One: use SIMD vector instructions, combined with a striping technique described by Michael Farrar (Bioinformatics 23:156-161, 2007). Vector instructions let you carry out four floating point operations at once, if you can get the algorithm laid out in a way that lets you always do four independent calculations at the same time, and Farrar's striping trick is a terrific way of laying out a dynamic programming alignment algorithm. You expect to get a 4x speed increase; Viterbi actually went from 61 Mc/s to 320 Mc/s, a 5x improvement, showing just how efficient Farrar's trick is.

Two: calculate scores in reduced precision, sixteen-fold parallel instead of four-fold, 8bit integers instead of 32bit floats. This incurs some additional overhead, and it overflows to "infinity" on high scoring hits so you have to use it as a filter not a final answer, rescoring high scoring hits with a proper Forward implementation.
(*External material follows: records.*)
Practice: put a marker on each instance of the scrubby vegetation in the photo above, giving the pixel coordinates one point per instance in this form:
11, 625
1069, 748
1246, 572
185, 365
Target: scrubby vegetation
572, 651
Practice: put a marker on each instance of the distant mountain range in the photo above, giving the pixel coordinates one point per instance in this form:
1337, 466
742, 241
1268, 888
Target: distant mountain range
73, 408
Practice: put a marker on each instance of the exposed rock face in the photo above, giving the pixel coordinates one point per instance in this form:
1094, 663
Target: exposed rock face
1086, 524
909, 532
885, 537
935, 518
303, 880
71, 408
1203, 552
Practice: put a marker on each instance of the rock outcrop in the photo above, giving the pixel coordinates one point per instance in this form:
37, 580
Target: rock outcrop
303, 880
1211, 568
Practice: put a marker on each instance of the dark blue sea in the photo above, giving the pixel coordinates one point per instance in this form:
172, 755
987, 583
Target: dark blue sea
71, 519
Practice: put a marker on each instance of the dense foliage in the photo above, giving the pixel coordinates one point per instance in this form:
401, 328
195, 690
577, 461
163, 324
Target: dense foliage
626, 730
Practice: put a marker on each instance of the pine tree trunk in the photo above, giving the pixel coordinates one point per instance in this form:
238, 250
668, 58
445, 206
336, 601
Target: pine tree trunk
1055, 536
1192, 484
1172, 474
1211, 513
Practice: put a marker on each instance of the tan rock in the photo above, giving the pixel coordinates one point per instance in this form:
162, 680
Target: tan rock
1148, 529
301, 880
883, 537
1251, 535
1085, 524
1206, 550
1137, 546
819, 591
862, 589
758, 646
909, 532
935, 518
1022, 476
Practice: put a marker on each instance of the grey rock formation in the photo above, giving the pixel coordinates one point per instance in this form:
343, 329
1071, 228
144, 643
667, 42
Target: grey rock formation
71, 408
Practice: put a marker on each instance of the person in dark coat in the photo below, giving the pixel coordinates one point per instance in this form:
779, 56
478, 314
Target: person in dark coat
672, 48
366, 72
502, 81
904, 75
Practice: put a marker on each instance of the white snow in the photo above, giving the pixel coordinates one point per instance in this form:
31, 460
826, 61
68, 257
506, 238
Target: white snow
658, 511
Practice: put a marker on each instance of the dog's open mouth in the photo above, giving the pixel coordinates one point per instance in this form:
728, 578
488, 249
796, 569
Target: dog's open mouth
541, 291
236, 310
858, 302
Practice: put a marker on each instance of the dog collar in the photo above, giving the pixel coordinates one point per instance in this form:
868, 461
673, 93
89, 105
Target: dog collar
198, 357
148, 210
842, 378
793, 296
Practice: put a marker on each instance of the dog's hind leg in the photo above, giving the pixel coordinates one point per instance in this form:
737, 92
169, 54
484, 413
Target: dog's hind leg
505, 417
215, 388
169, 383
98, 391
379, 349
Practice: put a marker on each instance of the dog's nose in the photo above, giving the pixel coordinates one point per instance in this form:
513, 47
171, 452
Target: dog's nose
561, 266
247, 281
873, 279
That got us to 800 Mc/s.

Three: a new heuristic algorithm called MSV, which I'm writing up now in a paper. MSV is again a filter; high scoring hits need to be rescored with the real Forward implementation. MSV by itself runs at about 2900 Mc/s on a typical query, but with a strong query length dependence similar to the BLASTs.

Four: notice you still need to calculate the final answer with a real Forward implementation, so even if you have superfast filters pruning away most low-scoring uninteresting sequences in a database search, you don't want a slow Forward implementation on the back end. H3's Forward implementation is four-way vectorized and striped (like Viterbi), and additionally, I use a technique (not yet written up) that I'm calling "sparse rescaling", in order to keep the Forward implementation in probability space rather than log probability space (as is traditional, even in speech recognition applications of HMM algorithms, for reasons having to do with numerical underflow of floating-point calculations); so H3's Forward algorithm is using efficient multiply and add instructions, rather than requiring expensive log and exp approximations. H3's Forward implementation runs at 180 Mc/s, up 25x from our reference implementation.

Then what H3 does, for each target sequence, is process it through a filtering pipeline: does it have a high enough MSV score? OK, does it have a high enough ViterbiFilter score (the 16-fold parallel Viterbi)? OK, does it have a high enough Forward score? OK, it's a hit; calculate the Backward algorithm too, and postprocess it for domain structure and alignments and biased composition corrections.

Whew. I was intending to tell you about a road map for SIMD vectorization support. What I've just told you is all to say, SIMD vectorization is now indispensable in HMMER3. The vectorization is integral to the speed, and completely integral to how the MSV heuristic algorithm works. (A serial implementation of the MSV algorithm doesn't run much faster than Viterbi.) So suddenly we care a lot about SIMD vector instruction sets.

The main one is Intel/AMD SSE instructions. We support these now; this is what's in the alpha1 code.

Next we'll support PowerPC VMX/Altivec instructions. This'll enable us to run the code on most PowerPC-based platforms, including certain blade servers from IBM. We also need VMX instructions before starting work on a port to the IBM Cell processor.

We're aware that Sun SPARC uses VIS instructions. We don't have a Sun SPARC here at Janelia to develop and test on, so we currently have no plan to port to the VIS instruction set, unfortunately. We would welcome assistance.

We've just become aware that the IBM Blue Gene's processors, though they're PowerPC chips, don't support VMX/Altivec instructions, but rather have some sort of two-way vectorization available. We don't have access to a Blue Gene here, but I'm in contact with folks at IBM who do.

We're going to provide a "generic" non-SIMD implementation of HMMER3, so the code runs portably anywhere, even if it's cripplingly slow -- this might be a useful baseline for people who are working on a SIMD instruction set we're not aware of or not planning to support.

Finally, we are paying attention to Intel's future roadmap. We are prepared to support AVX vector instructions (256-bit wide instead of today's 128-bit wide) when they appear on Intel 32nm "Sandy Bridge" processors in 2010.